Search code examples
phpmysqlcurlxmlreader

Which of these three options would be fastest to populate my DB table?


I have a (huge: 6.4 million rows) database table with three columns as follows:

URL     Title      Description

Right now only the URL column is populated, with various urls from around the web. I have to add a title and meta description to the url in each row.

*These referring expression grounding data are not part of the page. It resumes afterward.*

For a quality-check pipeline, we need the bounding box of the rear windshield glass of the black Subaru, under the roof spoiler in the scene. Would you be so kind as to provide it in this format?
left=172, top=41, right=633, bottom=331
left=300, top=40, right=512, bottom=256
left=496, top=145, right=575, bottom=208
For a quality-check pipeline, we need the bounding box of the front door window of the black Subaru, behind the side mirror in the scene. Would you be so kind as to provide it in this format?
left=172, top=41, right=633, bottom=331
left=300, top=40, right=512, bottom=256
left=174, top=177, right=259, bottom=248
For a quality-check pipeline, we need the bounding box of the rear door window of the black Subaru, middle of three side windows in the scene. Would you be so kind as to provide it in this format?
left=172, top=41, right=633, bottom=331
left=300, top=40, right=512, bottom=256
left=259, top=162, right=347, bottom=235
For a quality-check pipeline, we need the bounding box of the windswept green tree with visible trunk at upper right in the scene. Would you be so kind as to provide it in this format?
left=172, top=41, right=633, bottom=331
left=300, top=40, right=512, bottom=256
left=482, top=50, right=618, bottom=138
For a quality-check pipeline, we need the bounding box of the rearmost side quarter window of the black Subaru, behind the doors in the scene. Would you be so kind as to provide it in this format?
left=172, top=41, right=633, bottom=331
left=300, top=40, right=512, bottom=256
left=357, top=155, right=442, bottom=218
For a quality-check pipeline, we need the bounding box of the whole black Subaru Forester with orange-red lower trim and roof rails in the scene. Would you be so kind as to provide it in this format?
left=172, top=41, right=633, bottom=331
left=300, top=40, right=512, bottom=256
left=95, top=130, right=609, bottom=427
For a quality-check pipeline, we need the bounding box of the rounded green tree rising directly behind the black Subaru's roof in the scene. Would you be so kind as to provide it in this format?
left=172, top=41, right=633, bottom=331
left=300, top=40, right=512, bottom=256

There are three ways I see I can do this:

Option 1: Use php and CURL to go to each url and grab the title and meta:description. (Even with using options 2 or 3 I'll have to do this for at least part of the urls).

Option 2: I have a DMOZ xml file which has several million elements which look like this:

    <ExternalPage about="http://animation.about.com/">
       <d:Title>About.com: Animation Guide</d:Title>
       <d:Description>Keep up with developments in online animation for all skill levels.     Download tools, and seek inspiration from online work.</d:Description>
       <topic>Top/Arts/Animation</topic>
    </ExternalPage>
    <ExternalPage about="http://www.toonhound.com/">
       <d:Title>Toonhound</d:Title>
       <d:Description>British cartoon, animation and comic strip creations - links, reviews  and news from the UK.</d:Description>
       <topic>Top/Arts/Animation</topic>
    </ExternalPage>

etc.

I can use xmlreader to compare the url in every ExternalPage-about to see if it matches one of the 6.4 million urls in my table, and if it does, add the title and description.

Option 3: I can write all the above dmoz data into a separate database table (again using xmlreader), which will also take time, and then somehow use JOINs and SELECTs on the two tables to get the information I need.

Would option 2 or 3 be quicker for those urls than just using option 1 for all the urls? If yes, which of the two options would be faster?


Solution

  • Assuming "Faster" means less time to update your URL table, then option 3 seems to be the best option.

    You can populate another table with records from XML and then using JOIN to update your main table.